Dal nostro inviato GILBERTO SCALABRINI

Foligno, 23 aprile 2021 – Leonello è uno che si sporca le mani tra l’incudine e il martello, dove suoni e odori trasformano la materia dando forma a oggetti utili che regalano emozioni. Stiamo parlando della bottega del fabbro Leonello De Santis, l’ultimo bravissimo artigiano del centro storico di Foligno, capace di far rivivere con il fuoco della forgia la lavorazione del ferro. Entrando nella sua bottega, nera è l’incudine, nero il martello, neri i muri pure quando non sono avvolti dall’oscurità. E nere sono anche le sue mani sapienti e antichi i suoi gesti.

«Non c’è nulla che non si possa fare con il ferro» dice il mastro fabbro, ma nel forgiare la materia a caldo ci vuole mano precisa. Per essere del mestiere servono abilità, tecnica, intuito e capacità che si acquisiscono con pazienza e quotidiano impegno. In questo scenario il saper fare e creare dell’uomo, la lentezza, la manualità e la fatica mettono in risalto un mondo in via di sparizione, che contrasta con la velocità e l’alienazione dei mestieri moderni ai quali siamo ormai abituati. Leonello è un signore d’altri tempi, non solo perché fabbri non se ne trovano più, ma anche e soprattutto per la sua disponibilità.
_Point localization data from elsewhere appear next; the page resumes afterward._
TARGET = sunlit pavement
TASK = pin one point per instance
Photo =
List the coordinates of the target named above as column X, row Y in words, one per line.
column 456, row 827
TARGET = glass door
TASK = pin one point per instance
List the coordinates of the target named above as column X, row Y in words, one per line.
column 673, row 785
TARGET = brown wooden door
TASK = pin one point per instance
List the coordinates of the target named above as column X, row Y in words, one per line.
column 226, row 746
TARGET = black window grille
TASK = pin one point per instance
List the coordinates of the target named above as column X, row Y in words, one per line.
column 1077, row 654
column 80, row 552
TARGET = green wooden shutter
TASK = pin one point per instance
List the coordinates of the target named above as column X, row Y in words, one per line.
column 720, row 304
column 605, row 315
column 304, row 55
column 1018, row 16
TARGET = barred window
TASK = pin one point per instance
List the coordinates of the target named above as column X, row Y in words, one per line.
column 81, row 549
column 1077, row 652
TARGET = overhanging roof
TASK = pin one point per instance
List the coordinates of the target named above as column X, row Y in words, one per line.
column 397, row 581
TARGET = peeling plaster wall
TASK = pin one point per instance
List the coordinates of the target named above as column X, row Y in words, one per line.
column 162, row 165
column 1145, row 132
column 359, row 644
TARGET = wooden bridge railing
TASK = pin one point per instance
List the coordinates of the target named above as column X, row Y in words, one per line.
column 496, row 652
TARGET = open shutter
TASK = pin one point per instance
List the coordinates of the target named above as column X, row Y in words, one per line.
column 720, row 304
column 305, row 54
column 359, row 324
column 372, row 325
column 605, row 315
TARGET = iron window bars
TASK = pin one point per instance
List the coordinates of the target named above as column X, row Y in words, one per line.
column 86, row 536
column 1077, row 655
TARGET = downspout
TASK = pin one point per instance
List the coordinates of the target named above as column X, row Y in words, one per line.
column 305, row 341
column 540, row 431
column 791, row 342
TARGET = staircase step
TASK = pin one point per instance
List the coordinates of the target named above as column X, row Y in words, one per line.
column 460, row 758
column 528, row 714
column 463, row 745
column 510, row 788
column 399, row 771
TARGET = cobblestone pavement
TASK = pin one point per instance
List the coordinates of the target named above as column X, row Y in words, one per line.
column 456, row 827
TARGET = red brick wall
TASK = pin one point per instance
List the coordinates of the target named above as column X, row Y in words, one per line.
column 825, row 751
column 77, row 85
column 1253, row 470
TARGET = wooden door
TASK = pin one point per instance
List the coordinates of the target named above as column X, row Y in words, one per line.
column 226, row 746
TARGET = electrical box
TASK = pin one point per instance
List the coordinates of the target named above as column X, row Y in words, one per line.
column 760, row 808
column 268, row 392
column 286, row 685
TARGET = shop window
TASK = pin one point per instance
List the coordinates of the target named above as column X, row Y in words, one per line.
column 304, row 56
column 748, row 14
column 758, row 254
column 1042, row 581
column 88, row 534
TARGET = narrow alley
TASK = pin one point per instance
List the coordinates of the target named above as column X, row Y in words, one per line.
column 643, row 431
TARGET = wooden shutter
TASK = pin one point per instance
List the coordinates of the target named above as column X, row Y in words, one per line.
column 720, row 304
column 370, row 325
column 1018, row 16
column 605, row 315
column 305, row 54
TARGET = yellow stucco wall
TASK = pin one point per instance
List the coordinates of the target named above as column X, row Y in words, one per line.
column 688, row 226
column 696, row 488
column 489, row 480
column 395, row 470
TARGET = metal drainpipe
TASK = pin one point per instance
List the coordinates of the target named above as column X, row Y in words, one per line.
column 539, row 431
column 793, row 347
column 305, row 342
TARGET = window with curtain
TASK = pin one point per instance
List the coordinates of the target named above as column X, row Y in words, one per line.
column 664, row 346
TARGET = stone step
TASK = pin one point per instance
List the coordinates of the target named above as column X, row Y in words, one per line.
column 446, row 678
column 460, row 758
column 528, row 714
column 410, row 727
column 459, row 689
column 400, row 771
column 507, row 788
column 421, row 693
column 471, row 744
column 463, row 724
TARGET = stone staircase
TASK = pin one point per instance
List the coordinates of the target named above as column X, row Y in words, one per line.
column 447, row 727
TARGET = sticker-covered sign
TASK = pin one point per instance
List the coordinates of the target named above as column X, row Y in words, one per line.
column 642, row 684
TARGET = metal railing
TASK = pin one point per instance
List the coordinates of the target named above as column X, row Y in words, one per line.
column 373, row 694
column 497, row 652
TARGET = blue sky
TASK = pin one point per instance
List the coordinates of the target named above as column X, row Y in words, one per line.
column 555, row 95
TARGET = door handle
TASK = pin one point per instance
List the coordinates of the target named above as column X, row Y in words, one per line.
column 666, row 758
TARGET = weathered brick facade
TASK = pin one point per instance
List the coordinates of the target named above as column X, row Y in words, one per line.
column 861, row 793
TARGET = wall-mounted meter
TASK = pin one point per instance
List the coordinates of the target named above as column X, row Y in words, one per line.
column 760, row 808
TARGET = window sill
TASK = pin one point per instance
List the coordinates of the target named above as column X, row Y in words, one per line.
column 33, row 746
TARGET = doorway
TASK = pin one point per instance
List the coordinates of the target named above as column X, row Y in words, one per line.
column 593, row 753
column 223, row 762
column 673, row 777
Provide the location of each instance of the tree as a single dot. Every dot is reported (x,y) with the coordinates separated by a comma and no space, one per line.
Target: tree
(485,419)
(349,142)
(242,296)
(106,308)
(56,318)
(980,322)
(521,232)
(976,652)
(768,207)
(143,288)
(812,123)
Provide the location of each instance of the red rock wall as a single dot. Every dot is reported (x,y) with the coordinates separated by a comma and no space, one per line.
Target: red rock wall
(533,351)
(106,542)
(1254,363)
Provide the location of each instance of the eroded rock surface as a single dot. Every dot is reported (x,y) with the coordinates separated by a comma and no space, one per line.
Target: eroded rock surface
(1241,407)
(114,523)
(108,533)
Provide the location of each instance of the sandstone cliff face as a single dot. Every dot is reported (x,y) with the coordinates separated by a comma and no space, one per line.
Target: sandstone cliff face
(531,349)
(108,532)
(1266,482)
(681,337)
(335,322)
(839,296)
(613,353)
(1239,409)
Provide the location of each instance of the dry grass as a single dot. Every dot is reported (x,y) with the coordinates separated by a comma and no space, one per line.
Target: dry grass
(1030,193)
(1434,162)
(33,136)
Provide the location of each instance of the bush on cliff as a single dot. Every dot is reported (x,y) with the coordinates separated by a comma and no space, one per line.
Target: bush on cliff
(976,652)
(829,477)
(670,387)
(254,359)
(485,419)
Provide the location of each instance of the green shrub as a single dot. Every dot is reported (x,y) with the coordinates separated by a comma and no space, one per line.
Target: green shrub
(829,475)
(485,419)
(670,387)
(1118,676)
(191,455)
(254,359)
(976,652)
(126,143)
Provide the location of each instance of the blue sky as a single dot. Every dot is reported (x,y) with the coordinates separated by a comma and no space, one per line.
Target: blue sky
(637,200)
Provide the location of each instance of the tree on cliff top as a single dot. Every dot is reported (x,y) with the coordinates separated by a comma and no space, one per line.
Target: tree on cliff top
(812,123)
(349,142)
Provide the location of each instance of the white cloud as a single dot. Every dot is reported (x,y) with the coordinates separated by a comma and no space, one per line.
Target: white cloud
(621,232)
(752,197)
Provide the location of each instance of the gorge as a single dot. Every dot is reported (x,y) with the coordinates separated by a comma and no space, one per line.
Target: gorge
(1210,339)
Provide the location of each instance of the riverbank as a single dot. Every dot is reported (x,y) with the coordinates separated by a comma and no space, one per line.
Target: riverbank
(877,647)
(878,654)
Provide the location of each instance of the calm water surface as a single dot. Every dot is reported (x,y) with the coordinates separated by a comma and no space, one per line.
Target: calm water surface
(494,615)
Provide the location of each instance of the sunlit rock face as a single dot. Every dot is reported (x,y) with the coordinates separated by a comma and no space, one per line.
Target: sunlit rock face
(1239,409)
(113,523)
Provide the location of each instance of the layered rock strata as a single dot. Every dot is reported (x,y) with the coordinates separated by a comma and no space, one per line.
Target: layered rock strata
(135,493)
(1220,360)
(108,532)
La sua bottega è nel cuore del centro storico di Foligno, in via Scuola Arti e Mestieri. Già il nome della via la dice lunga e dalle pagine ingiallite dei libri di storia sappiamo che proprio qui fu creata nel 1870 la prestigiosa “Scuola di Arti e Mestieri”.

Oggi, chi passa in via Scuola Arti e Mestieri non può fare a meno di gettare l’occhio e curiosare dentro la bottega, perché è come fare un viaggio sulla macchina del tempo: si respira il profumo del ferro e si resta affascinati. Affascinati anche dal disordine che vi regna, tanto che, al primo impatto, sembra più somigliante alla bottega di un rigattiere piuttosto che a quella di un artigiano. Poi gli attrezzi e i ferri sparsi ti fanno capire che è una fucina. Tutto è apparentemente disordinato (apparentemente per noi), perché Leonello ritrova con facilità sempre tutto. Il maestro, come lo chiamano alcuni con grande rispetto, è un uomo semplice e acculturato. Nella vita è stato un dipendente pubblico e l’arte di lavorare il ferro l’ha affinata all’Istituto Tecnico Industriale dove, per molti anni, è stato un prezioso collaboratore scolastico. Da sempre, dunque, la sua incudine canta e le sue mani creano con passione, entusiasmo, abilità, conoscenza e precisione oggetti che sono spesso un connubio tra artigianato e design. Quando riassume i suoi 70 le pagine corrono all’indietro come fossero girate dal vento.

Nei suoi racconti s’intrecciano storie di sacrifici e di onestà. Questo fabbro è ormai l’icona per i residenti del quartiere e non solo. E’ come una mamma, lo chiamano tutti quando non sanno come fare e a chi altro rivolgersi per risolvere un’emergenza, ma anche per chiedere dei consigli o semplicemente per guardarlo lavorare. Lui aiuta sempre tutti. Ha l’abitudine al sacrificio, perché nella sua vita ha sempre lavorato. Da bambino dava una mano al papà che tagliava e vendeva la legna dei boschi. Dopo la scuola andava a consegnare ceste di legna e carbone ai clienti di famiglia.

In cuor suo, però, ha sempre nutrito la passione di plasmare il ferro e, con orgoglio mostra alcuni lavori che conserva come cimeli. Fra questi alcuni ferri da cialda, quelli a tenaglia, usati anche per il pane consacrato, i cui dischi interni sono finemente decorati. Leonello possiede anche una bella voce, educata sin da bambino. Da molti anni fa parte della magia di un coro come cantore di musica sacra. Insomma, un uomo stimato e rispettato da tutti e non solo per le sue vocazioni naturali, ma anche per il rigore morale.